At Nayega, Ferrex is currently conducting a Bankable Feasibility Study and expects to be developing Nayega during 2014. A Scoping Study indicates that Nayega could produce 250,000 tonnes per year of manganese concentrate at 38% with an initial capital expenditure of under $15m. The Company anticipates that cash generated from production at Nayega will be used to assist in the future funding of development at its additional projects.
In parallel with this, Ferrex is focussed on proving up resources at its Mebaga concession in Gabon. A recent review has lead to the estimation of an exploration target comprising 90 to 150Mt @ 35 to 65% Fe (oxide target) and 550 to 900Mt @ 25% to 40% Fe (primary target) for Mebaga. The Oxide target will incorporate both DSO* and bBSO* material.
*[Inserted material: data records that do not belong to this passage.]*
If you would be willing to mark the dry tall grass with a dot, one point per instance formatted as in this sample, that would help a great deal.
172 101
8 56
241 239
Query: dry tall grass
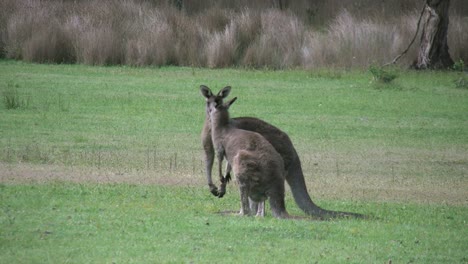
216 33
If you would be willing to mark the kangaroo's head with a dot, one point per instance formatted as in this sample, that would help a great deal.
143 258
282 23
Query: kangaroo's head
214 103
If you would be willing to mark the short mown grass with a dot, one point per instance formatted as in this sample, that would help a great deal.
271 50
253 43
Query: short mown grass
104 164
77 223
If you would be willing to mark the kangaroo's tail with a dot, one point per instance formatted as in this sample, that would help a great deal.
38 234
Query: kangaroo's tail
295 179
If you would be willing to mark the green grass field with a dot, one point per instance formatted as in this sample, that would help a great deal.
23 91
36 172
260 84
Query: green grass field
104 164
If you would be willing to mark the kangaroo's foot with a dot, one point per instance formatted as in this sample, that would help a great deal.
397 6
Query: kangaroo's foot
222 189
214 189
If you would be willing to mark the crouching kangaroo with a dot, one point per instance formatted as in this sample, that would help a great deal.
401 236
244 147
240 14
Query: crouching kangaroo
259 169
283 145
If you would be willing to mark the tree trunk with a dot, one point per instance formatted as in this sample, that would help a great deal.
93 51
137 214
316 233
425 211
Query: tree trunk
433 50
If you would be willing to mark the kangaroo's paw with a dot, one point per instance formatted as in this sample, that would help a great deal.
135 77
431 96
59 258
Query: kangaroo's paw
227 178
222 190
214 189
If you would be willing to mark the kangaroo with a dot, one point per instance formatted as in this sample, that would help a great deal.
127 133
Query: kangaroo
283 145
259 169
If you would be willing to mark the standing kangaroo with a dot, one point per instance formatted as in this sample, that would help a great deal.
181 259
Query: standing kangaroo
282 144
259 169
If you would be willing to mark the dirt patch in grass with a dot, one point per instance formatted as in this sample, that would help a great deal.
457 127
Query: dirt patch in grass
327 187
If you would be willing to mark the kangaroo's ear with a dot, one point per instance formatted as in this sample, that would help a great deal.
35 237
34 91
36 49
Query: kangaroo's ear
206 92
230 102
224 92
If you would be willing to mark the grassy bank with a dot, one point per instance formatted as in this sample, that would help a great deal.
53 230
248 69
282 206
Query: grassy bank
78 223
218 34
357 138
104 164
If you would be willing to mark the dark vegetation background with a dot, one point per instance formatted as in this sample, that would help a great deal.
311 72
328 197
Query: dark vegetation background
219 33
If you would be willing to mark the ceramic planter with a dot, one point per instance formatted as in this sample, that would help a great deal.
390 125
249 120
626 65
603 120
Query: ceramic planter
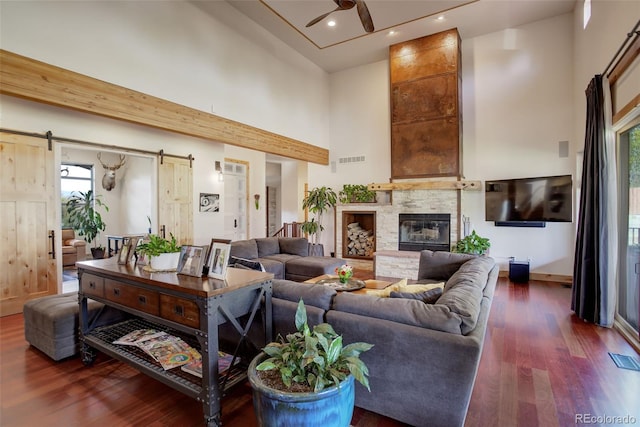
165 262
332 407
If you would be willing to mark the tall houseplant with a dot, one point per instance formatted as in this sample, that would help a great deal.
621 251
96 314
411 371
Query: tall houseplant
307 379
82 209
318 201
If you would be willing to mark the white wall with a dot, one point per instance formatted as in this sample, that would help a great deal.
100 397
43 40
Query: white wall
518 103
517 106
175 51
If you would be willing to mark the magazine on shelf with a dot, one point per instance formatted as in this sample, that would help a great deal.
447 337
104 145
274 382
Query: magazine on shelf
168 350
132 338
194 367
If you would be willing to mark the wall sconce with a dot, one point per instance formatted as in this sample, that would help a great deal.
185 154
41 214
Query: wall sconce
218 168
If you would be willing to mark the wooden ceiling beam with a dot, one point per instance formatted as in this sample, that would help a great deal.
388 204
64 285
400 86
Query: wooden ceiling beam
27 78
427 185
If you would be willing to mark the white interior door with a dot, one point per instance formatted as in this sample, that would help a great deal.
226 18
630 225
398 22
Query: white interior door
236 222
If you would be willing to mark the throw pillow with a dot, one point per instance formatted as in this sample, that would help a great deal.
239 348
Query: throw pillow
427 297
384 293
245 263
420 287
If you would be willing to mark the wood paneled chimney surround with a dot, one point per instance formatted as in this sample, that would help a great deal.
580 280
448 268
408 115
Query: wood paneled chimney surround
426 122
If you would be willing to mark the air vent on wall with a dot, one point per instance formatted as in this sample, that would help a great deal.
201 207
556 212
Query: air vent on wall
354 159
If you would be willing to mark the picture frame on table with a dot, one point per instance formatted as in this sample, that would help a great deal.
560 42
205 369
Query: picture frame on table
123 253
207 264
192 259
219 260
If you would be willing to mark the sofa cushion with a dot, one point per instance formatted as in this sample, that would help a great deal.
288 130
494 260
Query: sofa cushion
440 265
317 295
427 297
402 286
400 310
463 291
248 264
312 266
294 246
244 249
267 246
272 266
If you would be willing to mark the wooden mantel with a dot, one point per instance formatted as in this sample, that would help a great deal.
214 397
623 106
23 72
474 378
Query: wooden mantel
27 78
427 185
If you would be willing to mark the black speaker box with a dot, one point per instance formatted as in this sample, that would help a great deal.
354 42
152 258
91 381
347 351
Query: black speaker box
519 271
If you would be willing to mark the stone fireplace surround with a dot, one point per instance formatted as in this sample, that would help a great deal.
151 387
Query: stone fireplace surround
388 260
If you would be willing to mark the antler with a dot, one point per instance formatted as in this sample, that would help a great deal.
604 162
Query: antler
114 167
122 162
103 164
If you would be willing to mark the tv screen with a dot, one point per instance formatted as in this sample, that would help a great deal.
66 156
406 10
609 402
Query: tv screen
546 199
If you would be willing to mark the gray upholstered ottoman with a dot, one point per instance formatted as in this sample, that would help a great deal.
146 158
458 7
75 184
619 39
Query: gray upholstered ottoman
51 323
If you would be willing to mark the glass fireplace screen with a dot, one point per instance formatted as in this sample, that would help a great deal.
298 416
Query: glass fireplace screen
424 231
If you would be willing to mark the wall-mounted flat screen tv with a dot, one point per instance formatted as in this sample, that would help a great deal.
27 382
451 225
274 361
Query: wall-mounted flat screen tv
545 199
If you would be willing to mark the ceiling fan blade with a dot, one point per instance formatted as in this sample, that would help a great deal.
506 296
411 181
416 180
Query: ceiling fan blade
321 17
365 16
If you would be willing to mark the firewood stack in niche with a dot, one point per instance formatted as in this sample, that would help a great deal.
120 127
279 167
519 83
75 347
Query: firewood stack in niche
361 241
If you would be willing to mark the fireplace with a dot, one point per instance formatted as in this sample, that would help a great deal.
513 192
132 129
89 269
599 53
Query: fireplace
417 232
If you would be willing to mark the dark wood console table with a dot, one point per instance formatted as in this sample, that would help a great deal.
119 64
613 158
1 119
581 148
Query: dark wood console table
191 307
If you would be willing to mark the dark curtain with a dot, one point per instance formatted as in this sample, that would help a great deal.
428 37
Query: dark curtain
588 277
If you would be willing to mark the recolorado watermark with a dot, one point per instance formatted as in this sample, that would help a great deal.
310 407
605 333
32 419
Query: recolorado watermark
605 419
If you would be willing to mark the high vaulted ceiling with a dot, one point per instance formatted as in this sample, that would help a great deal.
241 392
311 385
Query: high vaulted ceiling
346 44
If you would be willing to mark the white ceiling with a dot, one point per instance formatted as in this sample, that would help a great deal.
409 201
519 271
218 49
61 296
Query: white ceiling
347 45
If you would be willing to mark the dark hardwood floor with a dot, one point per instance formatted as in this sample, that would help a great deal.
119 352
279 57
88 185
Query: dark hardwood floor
540 367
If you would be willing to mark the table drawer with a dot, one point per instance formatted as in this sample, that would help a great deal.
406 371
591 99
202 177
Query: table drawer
92 284
130 296
180 310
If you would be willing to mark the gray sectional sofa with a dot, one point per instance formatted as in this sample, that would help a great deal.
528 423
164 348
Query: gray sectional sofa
425 356
285 257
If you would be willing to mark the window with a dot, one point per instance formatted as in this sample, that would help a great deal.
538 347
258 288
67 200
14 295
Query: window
73 178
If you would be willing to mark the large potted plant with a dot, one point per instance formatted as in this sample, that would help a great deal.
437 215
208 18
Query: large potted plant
317 201
162 254
82 210
472 244
307 378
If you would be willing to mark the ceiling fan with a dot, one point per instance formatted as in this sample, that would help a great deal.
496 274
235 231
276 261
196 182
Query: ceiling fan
363 12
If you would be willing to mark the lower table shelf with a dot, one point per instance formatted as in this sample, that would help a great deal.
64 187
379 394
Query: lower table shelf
102 339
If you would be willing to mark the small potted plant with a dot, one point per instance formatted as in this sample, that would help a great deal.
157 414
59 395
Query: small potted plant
85 218
344 272
318 201
163 254
472 244
307 378
356 193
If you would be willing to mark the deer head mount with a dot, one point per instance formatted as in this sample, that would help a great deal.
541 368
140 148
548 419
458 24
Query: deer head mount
109 178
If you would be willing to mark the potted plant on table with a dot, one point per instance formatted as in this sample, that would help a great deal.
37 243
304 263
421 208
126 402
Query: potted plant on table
85 218
318 201
163 254
472 244
307 379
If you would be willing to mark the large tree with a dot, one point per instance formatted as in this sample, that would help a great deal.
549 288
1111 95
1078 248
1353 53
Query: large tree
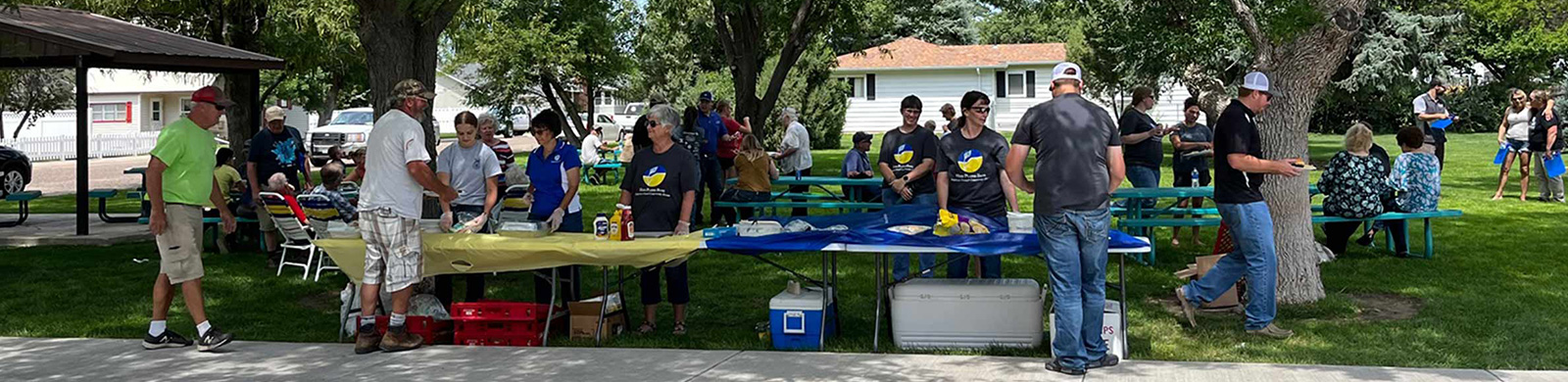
1298 42
400 39
750 31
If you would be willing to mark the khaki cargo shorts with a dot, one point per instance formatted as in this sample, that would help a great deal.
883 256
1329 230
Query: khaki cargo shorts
179 246
392 249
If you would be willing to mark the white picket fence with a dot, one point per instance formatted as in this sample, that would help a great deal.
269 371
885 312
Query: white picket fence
101 146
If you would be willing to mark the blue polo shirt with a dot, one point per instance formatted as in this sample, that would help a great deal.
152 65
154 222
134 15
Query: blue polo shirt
713 128
548 177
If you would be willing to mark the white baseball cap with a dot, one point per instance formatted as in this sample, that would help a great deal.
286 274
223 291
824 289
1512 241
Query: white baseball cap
1066 71
1256 80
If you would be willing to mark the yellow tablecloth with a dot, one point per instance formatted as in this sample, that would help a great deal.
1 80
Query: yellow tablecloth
475 254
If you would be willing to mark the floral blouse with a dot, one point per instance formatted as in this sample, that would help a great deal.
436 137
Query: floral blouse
1418 180
1353 187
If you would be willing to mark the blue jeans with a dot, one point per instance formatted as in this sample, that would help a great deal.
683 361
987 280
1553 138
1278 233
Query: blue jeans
1076 246
1145 177
1251 229
901 262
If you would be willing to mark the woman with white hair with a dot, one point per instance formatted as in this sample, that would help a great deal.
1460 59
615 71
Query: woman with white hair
661 187
794 152
1352 187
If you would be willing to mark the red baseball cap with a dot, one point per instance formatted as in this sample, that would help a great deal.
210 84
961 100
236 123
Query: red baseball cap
212 94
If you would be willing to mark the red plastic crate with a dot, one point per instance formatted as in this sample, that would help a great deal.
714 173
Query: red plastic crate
498 340
499 327
499 310
423 326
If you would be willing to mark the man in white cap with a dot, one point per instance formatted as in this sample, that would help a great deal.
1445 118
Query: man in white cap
1239 171
180 183
1078 162
276 149
389 209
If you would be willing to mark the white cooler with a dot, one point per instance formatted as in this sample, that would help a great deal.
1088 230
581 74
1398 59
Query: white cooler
968 313
1112 331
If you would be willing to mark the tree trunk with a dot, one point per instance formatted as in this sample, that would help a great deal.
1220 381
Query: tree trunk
402 44
1298 71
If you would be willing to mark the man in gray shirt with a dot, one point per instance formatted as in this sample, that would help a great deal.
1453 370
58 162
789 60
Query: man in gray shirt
1078 162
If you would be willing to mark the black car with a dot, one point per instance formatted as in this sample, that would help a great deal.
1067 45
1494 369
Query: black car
16 171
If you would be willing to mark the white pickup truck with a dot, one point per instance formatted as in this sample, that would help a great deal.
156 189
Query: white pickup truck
349 128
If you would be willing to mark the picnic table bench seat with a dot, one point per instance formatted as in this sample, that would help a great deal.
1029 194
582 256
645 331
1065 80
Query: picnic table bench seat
23 199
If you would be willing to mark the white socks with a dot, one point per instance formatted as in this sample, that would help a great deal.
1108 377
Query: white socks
157 327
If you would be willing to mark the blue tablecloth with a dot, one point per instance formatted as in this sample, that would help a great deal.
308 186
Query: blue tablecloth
872 229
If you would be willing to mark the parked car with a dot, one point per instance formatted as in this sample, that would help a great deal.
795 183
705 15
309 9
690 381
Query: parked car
16 171
349 128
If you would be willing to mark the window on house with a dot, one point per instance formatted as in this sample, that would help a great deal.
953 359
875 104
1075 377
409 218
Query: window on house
110 113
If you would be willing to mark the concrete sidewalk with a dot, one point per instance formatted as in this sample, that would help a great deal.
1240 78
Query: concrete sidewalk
80 358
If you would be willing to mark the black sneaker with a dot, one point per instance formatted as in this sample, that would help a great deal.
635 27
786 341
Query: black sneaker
1055 365
1107 360
214 340
169 339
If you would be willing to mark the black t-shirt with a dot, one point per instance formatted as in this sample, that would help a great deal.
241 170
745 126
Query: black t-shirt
276 152
1541 128
904 152
1192 133
974 171
658 183
1236 133
1070 136
1149 152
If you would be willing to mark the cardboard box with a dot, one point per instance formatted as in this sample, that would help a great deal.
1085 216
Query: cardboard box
585 316
1230 298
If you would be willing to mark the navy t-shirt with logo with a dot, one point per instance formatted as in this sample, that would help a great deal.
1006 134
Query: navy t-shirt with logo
906 151
974 171
658 182
276 152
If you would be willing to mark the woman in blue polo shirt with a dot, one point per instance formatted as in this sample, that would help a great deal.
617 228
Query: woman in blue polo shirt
554 172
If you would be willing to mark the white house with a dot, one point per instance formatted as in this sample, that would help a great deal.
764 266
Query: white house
880 78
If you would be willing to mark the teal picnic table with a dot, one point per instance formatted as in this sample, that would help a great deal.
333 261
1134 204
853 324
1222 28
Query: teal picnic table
847 201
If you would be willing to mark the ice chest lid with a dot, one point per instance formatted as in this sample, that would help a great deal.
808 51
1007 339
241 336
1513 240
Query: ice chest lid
808 300
972 288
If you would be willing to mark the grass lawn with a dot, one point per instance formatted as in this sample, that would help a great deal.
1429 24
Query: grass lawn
1494 296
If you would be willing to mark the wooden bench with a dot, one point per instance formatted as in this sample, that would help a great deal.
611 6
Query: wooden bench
102 194
1424 216
23 199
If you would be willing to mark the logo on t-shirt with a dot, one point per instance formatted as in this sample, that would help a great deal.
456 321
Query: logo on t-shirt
971 160
904 154
655 175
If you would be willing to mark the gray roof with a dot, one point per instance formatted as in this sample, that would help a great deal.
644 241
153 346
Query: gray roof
49 36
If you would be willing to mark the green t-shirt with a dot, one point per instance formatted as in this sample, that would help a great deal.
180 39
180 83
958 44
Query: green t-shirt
188 152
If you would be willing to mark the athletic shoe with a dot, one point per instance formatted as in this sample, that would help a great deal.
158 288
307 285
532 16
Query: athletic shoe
399 339
212 340
1055 365
1186 308
1107 360
169 339
1272 332
368 340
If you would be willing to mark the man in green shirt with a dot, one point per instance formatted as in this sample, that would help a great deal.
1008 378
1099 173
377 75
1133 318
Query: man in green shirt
180 182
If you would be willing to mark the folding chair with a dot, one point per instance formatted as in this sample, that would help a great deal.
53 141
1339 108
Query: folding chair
297 235
321 214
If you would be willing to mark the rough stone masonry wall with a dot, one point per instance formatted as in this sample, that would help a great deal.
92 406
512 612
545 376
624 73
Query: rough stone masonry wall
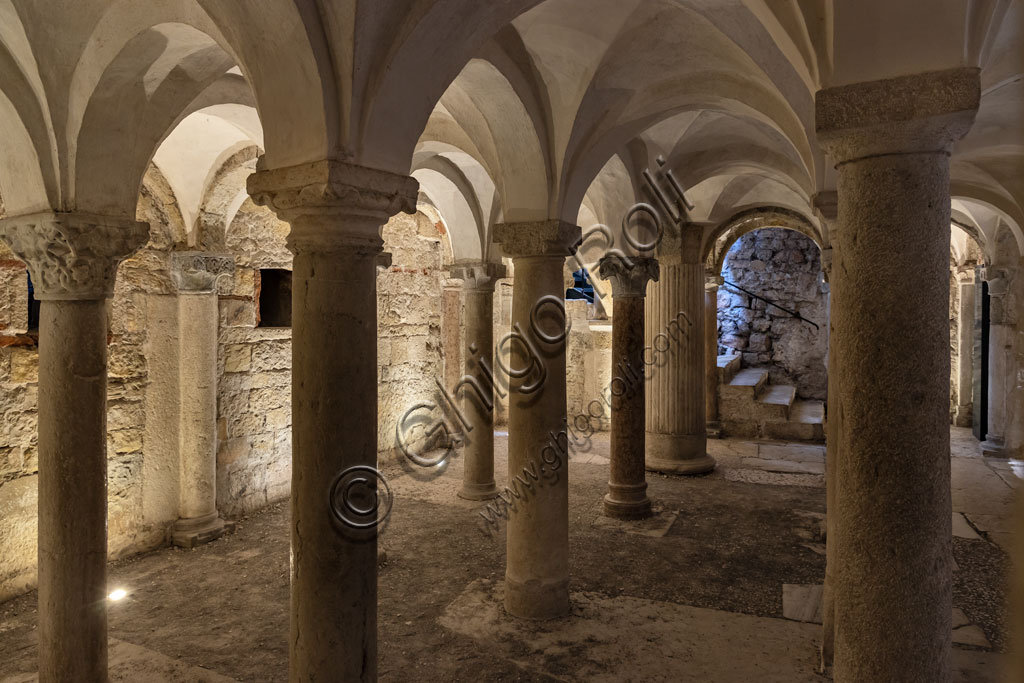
129 529
409 313
254 415
784 266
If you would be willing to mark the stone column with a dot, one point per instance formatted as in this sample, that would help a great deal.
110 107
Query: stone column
965 333
73 259
1000 358
825 204
891 140
677 429
537 573
336 211
195 274
712 283
476 384
627 497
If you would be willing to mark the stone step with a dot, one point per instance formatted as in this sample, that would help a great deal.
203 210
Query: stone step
748 384
745 420
728 366
774 402
808 412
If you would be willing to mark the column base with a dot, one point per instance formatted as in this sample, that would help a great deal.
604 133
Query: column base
536 599
993 447
197 530
478 492
627 509
678 454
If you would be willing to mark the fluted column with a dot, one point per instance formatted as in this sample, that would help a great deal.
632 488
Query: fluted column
195 274
336 211
537 572
1000 357
891 140
627 497
73 259
677 429
475 386
712 283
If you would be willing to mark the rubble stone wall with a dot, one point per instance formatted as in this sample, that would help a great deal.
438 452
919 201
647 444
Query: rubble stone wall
783 266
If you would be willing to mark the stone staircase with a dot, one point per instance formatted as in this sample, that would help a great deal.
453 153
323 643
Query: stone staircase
751 408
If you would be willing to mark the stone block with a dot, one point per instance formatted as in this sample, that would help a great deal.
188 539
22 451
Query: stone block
265 399
18 506
274 379
271 355
125 360
759 342
231 451
25 365
238 313
734 341
11 462
245 425
124 440
244 282
238 358
279 419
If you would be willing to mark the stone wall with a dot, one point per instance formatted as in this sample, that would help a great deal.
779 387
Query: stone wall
129 527
783 266
410 302
253 424
254 364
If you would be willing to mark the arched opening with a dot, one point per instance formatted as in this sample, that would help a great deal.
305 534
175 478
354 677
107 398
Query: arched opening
772 336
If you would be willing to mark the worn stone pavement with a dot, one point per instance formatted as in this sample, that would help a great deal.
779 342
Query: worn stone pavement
694 594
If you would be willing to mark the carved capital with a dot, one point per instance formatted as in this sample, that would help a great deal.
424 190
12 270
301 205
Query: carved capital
478 275
543 238
629 278
333 206
924 113
198 271
73 256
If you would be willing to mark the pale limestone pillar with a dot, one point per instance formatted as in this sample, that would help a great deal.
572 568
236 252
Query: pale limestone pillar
1000 358
537 573
965 334
195 274
712 283
891 140
627 497
677 429
73 259
336 211
476 384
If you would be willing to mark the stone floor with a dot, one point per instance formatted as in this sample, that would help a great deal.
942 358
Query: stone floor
698 593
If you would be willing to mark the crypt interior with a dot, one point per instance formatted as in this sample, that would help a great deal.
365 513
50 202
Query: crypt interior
519 340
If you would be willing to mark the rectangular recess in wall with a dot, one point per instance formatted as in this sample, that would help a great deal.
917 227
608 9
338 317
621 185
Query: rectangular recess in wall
274 308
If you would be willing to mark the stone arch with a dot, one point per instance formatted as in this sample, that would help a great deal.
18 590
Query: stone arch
225 194
721 240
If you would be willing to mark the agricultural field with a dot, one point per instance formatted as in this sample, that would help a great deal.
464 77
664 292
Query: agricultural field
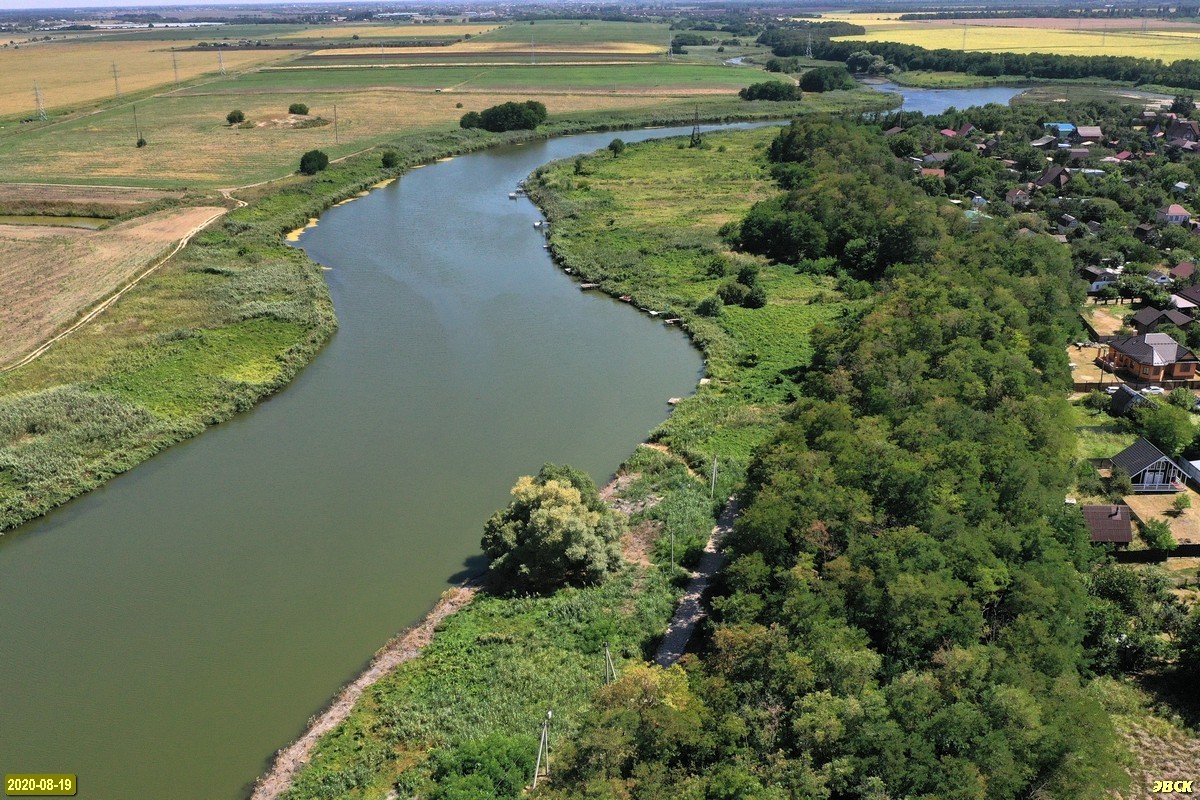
79 71
49 275
1168 43
388 31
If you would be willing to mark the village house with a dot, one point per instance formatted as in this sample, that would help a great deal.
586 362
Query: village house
1017 197
1152 358
1147 319
1150 469
1109 524
1173 215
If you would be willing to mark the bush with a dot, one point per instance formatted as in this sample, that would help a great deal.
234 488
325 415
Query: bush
773 90
507 116
557 531
709 306
826 79
312 162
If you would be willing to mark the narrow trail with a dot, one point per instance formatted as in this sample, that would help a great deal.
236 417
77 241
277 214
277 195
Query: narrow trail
96 311
690 612
402 648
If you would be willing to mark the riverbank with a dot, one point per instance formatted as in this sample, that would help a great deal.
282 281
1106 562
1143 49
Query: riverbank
670 206
231 320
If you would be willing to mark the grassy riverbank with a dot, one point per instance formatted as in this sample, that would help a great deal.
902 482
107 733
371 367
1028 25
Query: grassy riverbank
229 320
643 223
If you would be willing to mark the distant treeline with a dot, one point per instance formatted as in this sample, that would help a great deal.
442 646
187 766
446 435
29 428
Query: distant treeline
1183 73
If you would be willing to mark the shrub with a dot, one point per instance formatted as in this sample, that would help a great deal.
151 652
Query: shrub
312 162
773 90
557 531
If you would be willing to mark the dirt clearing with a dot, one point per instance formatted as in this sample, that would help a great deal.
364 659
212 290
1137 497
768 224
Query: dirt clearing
48 276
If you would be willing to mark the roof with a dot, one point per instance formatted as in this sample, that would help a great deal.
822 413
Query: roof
1138 457
1147 317
1109 523
1153 349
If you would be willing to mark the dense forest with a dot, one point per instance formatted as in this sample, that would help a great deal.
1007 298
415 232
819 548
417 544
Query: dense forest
910 611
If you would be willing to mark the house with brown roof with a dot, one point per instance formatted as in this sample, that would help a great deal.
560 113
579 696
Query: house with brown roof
1152 358
1173 215
1109 524
1017 197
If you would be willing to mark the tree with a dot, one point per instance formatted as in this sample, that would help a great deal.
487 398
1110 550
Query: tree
312 162
556 531
1157 535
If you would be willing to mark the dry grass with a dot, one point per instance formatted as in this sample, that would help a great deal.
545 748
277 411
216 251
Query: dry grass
389 31
73 72
987 37
1185 527
190 144
49 275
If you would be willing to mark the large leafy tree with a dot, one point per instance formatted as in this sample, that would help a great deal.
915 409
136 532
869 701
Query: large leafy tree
557 531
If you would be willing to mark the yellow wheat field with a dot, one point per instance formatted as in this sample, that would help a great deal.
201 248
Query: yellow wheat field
1152 44
389 31
77 72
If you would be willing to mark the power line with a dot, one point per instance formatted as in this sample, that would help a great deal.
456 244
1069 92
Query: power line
543 751
41 106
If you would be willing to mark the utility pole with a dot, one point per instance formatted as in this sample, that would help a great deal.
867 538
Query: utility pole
41 106
543 751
Ferrex has recently completed an initial drill programme at Mebaga that has intersected significant widths of DSO and bBSO mineralisation.
The Company also holds the Malelane Iron Ore concession in eastern South Africa. A Scoping Study on Malelane has demonstrated its potential to produce 1.8Mtpa of beneficiated ore per year, with initial capital expenditure of $139m, a payback of 1.9 years, a Net Present Value of US$523m (10% discount rate) and a 16.6 year life-of-mine. Conceptually, cash generation from Nayega and Mebaga will be utilised to obtain finance for Malelane once again limiting share dilution.
Ferrex will have 934M shares on the conclusion of this placement on a fully diluted basis. The Directors have subscribed for and purchased approximately 28% of the issued share capital of the Company and are thus aligned with shareholders interests.